What Is the International Children's Bible?
The International Children's Bible (ICB) was first published in 1986, making it the first Bible translation specifically designed for children. Crucially, it was translated directly from the original Hebrew and Greek texts - not adapted from an adult translation - using a committee that included biblical scholars, educators, and child development specialists. The target reading level is approximately third grade (ages 8-9), though it is widely used with children ages 6 through 12. The ICB uses a controlled vocabulary of approximately 3,500 common English words, short sentences averaging around 13 words, and paragraph breaks that follow the natural narrative flow. It is published today in its adult form as the New Century Version (NCV), with the children's edition retaining the ICB name. The goal was never to dumb down Scripture but to make it genuinely accessible - allowing children to read God's Word for themselves rather than always depending on adults to interpret it for them.
Translation Philosophy: Balancing Accuracy and Accessibility
Bible translations exist on a spectrum from formal equivalence (word-for-word) to dynamic equivalence (thought-for-thought). The ICB sits toward the dynamic equivalence end, prioritizing clarity of meaning over wooden literalness - which is ideal for children who lack the background knowledge to fill in what a more literal translation leaves implicit. Where the ESV renders Romans 3:23 as 'all have sinned and fall short of the glory of God,「 the ICB renders it 」All people have sinned and are not good enough for God's glory' - the same theological content in language a child can immediately grasp. Importantly, the ICB does not omit or significantly alter difficult theological content. The cross, sin, judgment, grace, and resurrection are all present and clearly explained. Parents and educators can trust that children reading the ICB are engaging with the actual substance of Scripture, not a sanitized summary. The translation's integrity has been affirmed by evangelical scholars who served on its translation committee.
How the ICB Compares to Other Children's Translations
Several translations are commonly recommended for children: the New International Reader's Version (NIrV), the New Living Translation (NLT), the Good News Translation (GNT), and the ICB. The NIrV (also targeting a 3rd-grade reading level) is the most direct competitor; both are translated from original languages and are comparable in readability. The NIrV has the advantage of being closely related to the popular NIV, which many churches and families use for adult reading, creating natural continuity. The NLT reads at a higher level (approximately 6th grade) and serves older children and adults better. The GNT uses natural English expressions that some children find very clear, though its translation choices are occasionally loose. The ICB's particular strengths are its sentence length control, its use of names instead of pronouns where confusion might arise (helpful for younger readers), and its footnotes explaining cultural and historical context at a child-friendly level.
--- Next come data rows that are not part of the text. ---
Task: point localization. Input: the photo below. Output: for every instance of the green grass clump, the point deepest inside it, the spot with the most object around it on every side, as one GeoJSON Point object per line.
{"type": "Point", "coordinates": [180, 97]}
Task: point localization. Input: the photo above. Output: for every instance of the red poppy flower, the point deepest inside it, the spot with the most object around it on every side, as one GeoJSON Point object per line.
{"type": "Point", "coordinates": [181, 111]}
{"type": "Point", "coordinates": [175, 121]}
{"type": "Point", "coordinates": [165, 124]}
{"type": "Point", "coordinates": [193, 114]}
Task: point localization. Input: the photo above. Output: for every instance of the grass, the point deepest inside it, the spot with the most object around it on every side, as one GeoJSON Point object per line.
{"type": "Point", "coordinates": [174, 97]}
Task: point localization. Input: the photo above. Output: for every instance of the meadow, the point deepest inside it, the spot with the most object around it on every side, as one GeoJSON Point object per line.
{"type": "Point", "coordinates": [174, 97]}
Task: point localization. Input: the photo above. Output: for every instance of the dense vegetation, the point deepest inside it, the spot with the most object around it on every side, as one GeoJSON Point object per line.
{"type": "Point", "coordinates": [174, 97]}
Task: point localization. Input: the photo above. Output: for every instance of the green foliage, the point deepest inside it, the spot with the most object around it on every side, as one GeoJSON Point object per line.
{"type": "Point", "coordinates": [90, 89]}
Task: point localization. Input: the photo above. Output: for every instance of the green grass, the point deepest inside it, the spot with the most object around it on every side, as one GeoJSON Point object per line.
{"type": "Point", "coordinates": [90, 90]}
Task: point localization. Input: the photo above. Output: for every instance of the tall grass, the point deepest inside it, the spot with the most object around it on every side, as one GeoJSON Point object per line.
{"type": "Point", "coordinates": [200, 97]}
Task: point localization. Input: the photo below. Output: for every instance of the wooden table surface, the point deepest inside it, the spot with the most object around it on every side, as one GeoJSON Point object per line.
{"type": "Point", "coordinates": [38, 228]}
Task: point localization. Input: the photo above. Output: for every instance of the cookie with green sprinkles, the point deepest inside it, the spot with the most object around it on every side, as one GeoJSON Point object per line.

Age-by-Age Guide: Using the ICB with Children
Ages 4-6 (Pre-readers): Use the ICB alongside illustrated story Bibles. Read aloud from the ICB text after telling the story, so children begin to associate the actual words of Scripture with the stories they love. Ages 6-9 (Early readers): This is the ICB's primary sweet spot. Encourage children to read short passages independently, then discuss what they understood. Use the ICB for memory verse programs - its simple phrasing makes memorization accessible. Ages 9-12 (Developing readers): The ICB remains useful for personal reading, but this is also the age to introduce a second translation like the NIV or ESV alongside the ICB, comparing how different translations render the same verse. This comparison builds biblical literacy and introduces the concept of translation itself. For family devotions, reading aloud from the ICB ensures all ages engage with the same text simultaneously - the simplicity that serves the youngest listeners does not diminish the content for adults.
Spiritual Formation Through Scripture in Childhood
The most compelling argument for using a high-quality children's Bible translation is Deuteronomy 6:6-7: 'These commandments that I give you today are to be on your hearts. Impress them on your children. Talk about them when you sit at home and when you walk along the road, when you lie down and when you get up'.' The emphasis is on Scripture woven into the fabric of daily life - not reserved for Sunday School but present in ordinary moments. Research in faith formation consistently shows that children who read the Bible for themselves - not just hearing others summarize it - develop stronger, more resilient faith into adulthood. A translation they can actually read independently, like the ICB, removes the friction that prevents children from engaging with Scripture personally. The goal is not merely biblical knowledge but biblical formation: a child who has heard and read and prayed the words of Scripture throughout childhood carries them as a permanent, formative presence into adulthood.